No momento que você percebe que o que chama à atenção são esses tipos de vias e que elas estão nas montanhas, e que as montanhas começaram brilhar e ficarem mais interessante que aquele carrão ultimo tipo, ou aquela modelo que “te deu bola”, então e não te resta alternativa a não ser educar-se. Daí pra frente, tudo fica muito sério, pois entrarão em jogo vários fatores e situações que você não terá com se esquivar. Problemas como: tempo, dinheiro, família, trabalho e mais uma serie de obstáculos malucos, antes de você soltar a corda e começar a escalar, que acaba sendo mais fácil criar uma situação tipo: “sabor igual ao natural”, como vemos em alguns alimentos de pacotinho. Talvez o maior problema, que eu percebo, é a dificuldade natural que temos em lidar com nós mesmos, com o nosso cérebro. Esses obstáculos serão maiores que os desafios que temos em mente com relação à escaladas e montanhas,
Se você realmente quiser conhecer esse universo de perto, conviverá intimamente, além dos problemas acima citados, como sempre digo, terá que lidar com os “elementos que regem o montanhismo”, que são “o risco e a exposição”. Não o risco de uma queda de mau jeito ou de se estar exposto às intempéries, mas a relação direta com a morte, com perdas, com abnegação e é muito difícil sair do conforto das “cabanas do vale” para escalar a si próprio, enquanto você interage com o que esta na sua frente, você não esta fantasiado, tudo o que acontece naquele momento, inclusive você, é montanhismo. Além do que, a relação com montanhas ser algo muito sui-genires e por outro lado simplesmente mágico, e essa relação mexerá com seus valores pessoais, modificando-os, mais além do que você possa imaginar, O maior estímulo de um montanhista é algo simples de conceber. Ele sabe de sua paixão, sabe que esses lugares existem, sabe o que quer e sabe também que pode no mínimo, tentar.

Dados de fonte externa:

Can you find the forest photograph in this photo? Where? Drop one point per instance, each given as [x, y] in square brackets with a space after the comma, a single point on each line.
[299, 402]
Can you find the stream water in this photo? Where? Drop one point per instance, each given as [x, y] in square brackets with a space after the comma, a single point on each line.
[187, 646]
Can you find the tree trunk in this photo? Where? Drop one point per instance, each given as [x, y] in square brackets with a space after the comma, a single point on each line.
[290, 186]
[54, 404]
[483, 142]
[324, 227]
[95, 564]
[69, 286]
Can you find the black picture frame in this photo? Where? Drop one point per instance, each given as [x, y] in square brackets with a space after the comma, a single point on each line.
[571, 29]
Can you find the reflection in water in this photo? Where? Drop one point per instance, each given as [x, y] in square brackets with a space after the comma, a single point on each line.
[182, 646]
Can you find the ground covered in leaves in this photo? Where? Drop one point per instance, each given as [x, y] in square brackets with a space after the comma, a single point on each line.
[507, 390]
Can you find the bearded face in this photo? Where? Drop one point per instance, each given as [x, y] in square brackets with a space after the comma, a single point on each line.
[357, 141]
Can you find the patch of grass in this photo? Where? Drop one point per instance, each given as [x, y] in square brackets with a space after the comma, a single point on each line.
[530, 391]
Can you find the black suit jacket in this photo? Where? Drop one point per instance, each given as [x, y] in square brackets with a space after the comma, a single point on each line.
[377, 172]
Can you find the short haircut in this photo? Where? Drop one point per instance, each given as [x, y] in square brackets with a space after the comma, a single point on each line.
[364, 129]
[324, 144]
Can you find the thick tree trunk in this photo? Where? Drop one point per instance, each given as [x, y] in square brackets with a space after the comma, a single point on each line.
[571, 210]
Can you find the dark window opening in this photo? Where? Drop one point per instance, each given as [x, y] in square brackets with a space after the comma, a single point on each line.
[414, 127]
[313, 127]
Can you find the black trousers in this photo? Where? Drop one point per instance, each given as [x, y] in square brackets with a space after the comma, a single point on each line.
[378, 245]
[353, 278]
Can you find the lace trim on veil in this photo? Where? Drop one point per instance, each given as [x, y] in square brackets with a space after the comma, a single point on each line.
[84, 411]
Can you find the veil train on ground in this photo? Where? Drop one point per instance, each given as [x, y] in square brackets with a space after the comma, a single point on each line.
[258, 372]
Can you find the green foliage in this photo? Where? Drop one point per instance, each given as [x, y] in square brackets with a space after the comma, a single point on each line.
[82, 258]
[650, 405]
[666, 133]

Quando aparecem na minha frente, pessoas que há um tempo vem experimentando esse tipo de “vias de exposição”, e que durante a semana tem uma porrada de responsabilidades a cumprir e que mesmo assim, arrumam tempo nos finais de semana para fazer esse tipo de escaladas, então só me resta ensinar tudo o que eles devem e precisam saber, e como e porque arrisca-se. Coisas que você tem que saber, para ver a onde está o perigo real.
Os dois amigos desta história têm por hábito estudar, treinar as técnicas, praticá-las e utilizá-las. São aprendizes constantes e têm a liberdade e curiosidade necessária para isso. Como guia de montanha, os ajudei a colocarem em ordem, no seu vocabulário, as palavras, “risco, exposição e impossível”.
Agora as coisas se tornaram reais e palpáveis e com certeza desfrutarão com mais confiança e conhecimento, de inúmeras vias e faces de montanhas, porque o perigo não esta nas avalanches, quedas e tempestades, está em não saber.
A História do montanhismo está cheia de atitudes pessoais e é graças a essas pessoas, que saíram do rebanho, que podemos ver a relação mais pura, entre homens e montanhas.